Hyung Jin Chang is known for his work in machine learning and computer vision with applications to dynamic scene understanding and motion analysis. His research contributes directly to enhancing algorithms for category-level pose estimation by focusing on adaptability and accuracy in changing environments. He is also the author of the state-of-the-art category-level pose estimation method HS-Pose.

Muhammad Zubair Irshad specializes in robotics and 3D perception, particularly in 3D robotics perception using inductive priors. His work on omni-scene reconstruction can bring attendees insights on understanding object poses in complex scenarios with single RGB images.
Taeyeop Lee is a Postdoctoral Researcher at KAIST. His research focuses on Physical AI—integrating computer vision and robotics. He has collaborated with NVIDIA Research and Adobe Research. His recent works, including Any6D, DeLTa, and GraspClutter6D, push the boundaries of 6D object pose estimation and robot manipulation in complex, real-world environments.

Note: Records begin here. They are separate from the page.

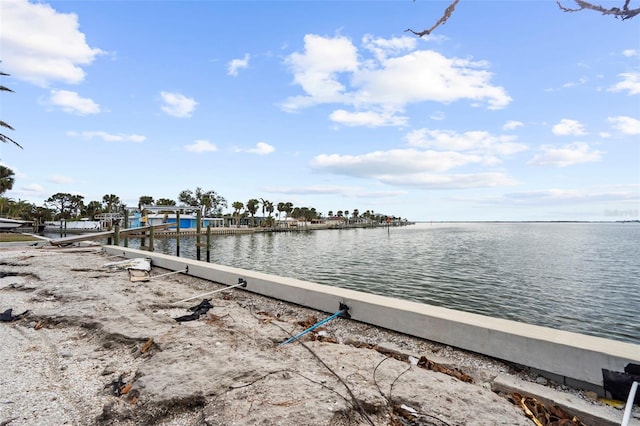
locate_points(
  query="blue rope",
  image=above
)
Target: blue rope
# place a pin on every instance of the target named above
(316, 325)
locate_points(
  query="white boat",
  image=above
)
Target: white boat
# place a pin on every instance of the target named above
(73, 226)
(6, 224)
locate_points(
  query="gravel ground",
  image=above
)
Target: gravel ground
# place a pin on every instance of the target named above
(96, 348)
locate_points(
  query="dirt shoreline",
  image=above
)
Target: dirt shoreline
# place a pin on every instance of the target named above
(95, 348)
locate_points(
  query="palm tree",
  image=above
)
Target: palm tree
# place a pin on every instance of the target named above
(237, 206)
(145, 200)
(6, 179)
(252, 208)
(93, 208)
(111, 200)
(288, 207)
(5, 138)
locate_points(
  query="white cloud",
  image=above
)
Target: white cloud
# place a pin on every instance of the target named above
(451, 181)
(623, 193)
(108, 137)
(568, 127)
(567, 155)
(201, 145)
(630, 83)
(382, 48)
(41, 45)
(236, 64)
(316, 69)
(512, 125)
(477, 142)
(71, 102)
(32, 188)
(367, 118)
(59, 179)
(349, 191)
(626, 125)
(397, 161)
(261, 148)
(438, 116)
(333, 71)
(177, 105)
(579, 82)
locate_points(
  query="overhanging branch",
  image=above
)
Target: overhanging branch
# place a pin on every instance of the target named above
(447, 14)
(622, 13)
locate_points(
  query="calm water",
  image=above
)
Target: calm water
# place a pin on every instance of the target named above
(579, 277)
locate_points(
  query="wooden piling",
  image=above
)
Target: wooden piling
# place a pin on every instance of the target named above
(198, 229)
(125, 226)
(178, 233)
(208, 243)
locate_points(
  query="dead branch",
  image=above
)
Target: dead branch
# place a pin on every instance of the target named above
(447, 14)
(622, 13)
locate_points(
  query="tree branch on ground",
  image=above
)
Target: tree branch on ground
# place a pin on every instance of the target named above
(618, 12)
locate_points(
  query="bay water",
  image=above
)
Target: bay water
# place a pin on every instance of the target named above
(580, 277)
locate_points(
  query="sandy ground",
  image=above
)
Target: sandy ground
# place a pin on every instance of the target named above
(96, 348)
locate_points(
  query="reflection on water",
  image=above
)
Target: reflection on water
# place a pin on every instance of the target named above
(578, 277)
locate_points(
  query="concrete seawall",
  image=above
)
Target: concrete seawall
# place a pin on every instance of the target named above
(573, 358)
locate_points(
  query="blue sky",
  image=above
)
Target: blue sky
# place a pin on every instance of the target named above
(512, 110)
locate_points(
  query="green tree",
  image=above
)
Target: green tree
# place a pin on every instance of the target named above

This talk explores the evolution from manufacturing manipulation to physical-level manipulation in robotics. While manufacturing systems achieve high precision, accuracy, and proven safety, they lack generalization capabilities and remain limited to single-task operations. Our goal is to develop Physical AI that combines manufacturing-level precision and safety with general-purpose generalization for multi-task manipulation.
Xiaolong Wang is recognized for his contributions to computer vision, machine learning, and robotics, with specific expertise in learning visual representations that connect image understanding to 3D structure and robotics. His research on sim-to-real generalizable feature learning and 6D pose estimation aligns well with the workshop's theme of enhancing category-level pose estimation in the wild.

Yan Xu's research intersects computer vision, robotics, and embodied AI, focusing on actionable representation learning from natural data, which is pivotal for autonomous systems like those used in category-level pose estimation. His work on object pose estimation and object localization is highly relevant for developing accurate and scalable pose estimation algorithms.